Ron DeSantis woos Utah Republicans as GOP primary heats up

Florida Gov. Ron DeSantis took a swipe at former President Donald Trump in ruby-red Utah Saturday as the Republican presidential primary race revved up.

“Politics is not entertainment,” he told a crowd that greeted him with a standing ovation – in a speech that never mentioned Trump by name.

“It’s not about building a brand, it’s not about virtue signaling on social media,” DeSantis told the Utah GOP’s state organizing convention in Orem. “It’s about delivering results.”

DeSantis also previewed what may become his major line of attack against Trump: what he called the “medical authoritarianism” that the former president permitted in response to COVID-19.

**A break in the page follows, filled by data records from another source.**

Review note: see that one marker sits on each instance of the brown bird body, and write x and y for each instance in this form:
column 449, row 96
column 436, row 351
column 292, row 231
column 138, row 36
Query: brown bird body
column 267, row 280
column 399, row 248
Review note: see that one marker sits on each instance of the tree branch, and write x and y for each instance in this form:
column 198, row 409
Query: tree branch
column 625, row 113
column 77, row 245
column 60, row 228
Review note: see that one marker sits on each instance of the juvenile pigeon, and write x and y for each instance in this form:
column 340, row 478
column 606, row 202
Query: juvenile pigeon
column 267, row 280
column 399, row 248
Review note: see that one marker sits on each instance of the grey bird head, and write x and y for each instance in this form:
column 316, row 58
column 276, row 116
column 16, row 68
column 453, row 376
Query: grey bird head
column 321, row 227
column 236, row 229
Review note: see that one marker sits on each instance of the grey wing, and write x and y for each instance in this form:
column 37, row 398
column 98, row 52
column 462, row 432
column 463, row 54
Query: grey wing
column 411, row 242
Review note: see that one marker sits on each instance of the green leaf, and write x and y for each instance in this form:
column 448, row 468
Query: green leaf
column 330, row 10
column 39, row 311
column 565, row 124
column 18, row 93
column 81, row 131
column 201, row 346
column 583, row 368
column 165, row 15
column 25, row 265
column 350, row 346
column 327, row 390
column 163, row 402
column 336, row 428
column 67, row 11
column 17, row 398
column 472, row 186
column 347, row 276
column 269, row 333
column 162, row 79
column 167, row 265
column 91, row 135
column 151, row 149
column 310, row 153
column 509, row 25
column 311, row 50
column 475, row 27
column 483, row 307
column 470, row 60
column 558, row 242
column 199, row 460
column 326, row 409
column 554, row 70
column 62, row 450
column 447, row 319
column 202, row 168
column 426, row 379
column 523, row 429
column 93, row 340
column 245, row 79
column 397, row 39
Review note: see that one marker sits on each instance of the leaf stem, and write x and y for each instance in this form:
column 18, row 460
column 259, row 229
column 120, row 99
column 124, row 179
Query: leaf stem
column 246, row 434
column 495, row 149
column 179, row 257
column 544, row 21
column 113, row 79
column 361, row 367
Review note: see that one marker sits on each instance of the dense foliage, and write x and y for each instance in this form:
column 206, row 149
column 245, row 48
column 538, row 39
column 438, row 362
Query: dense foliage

Real leaders, he said, “make the decisions for themselves. They don’t subcontract out their leadership to health bureaucrats like Dr. Fauci.”

Under DeSantis, Florida opened schools and businesses long before other states, drawing Trump’s ire.

“A lot of those decisions were very, very lonely,” he told the Utah Republicans. “Now people look back and … act like they supported them all along. But they didn’t.”


Donald Trump
Recent polls show DeSantis lagging behind Donald Trump.
AP

DeSantis, 44, has not yet announced his entry into the 2024 presidential race — but is widely seen as Trump’s biggest obstacle to winning his third consecutive GOP nomination.

In November, 86 of Utah’s GOP officials — including some of the state legislature’s most conservative members — urged DeSantis to run for president in a letter that tacitly rebuked Trump for the party’s poor showing in the 2022 midterm elections

This year, the Florida governor began touring the country to promote his recently published book and tout his record in the Sunshine State, where he won re-election last year by a 19-point margin.


Sen. Ted Cruz.
DeSantis recently hired a campaign staffer who previously worked with Sen. Ted Cruz’s camp.
MediaPunch / BACKGRID

But recent polls have shown DeSantis falling behind a surging Trump, who gained sympathy from outraged Republicans after he was indicted on charges of business fraud by Manhattan District Attorney Alvin Bragg.

A Friday poll of likely GOP primary voters by the Wall Street Journal found that 51% supported Trump, while 38% backed DeSantis — a near-complete reversal of the poll’s December findings, which showed DeSantis leading with 52% and Trump with 38%.

Trump and his campaign have lashed out at DeSantis, blaming him for a litany of errors that have allegedly “left a wake of destruction” in Florida.


Nikki Haley.
Nikki Haley is also in the running as the primaries near.
AP

Other Republican presidential hopefuls flocked to Iowa Saturday to build support ahead of the state’s crucial February caucuses.

“Headed to John Deere country today!” former Vice President Mike Pence posted to Twitter, over a video of himself driving one of Iowa’s iconic green riding mowers. “See you soon, Iowa!”

Pence is expected to announce his candidacy in the coming weeks, joining former South Carolina Gov. Nikki Haley, former Arkansas Gov. Asa Hutchinson, and business entrepreneur Vivek Ramaswamy in the GOP primary race.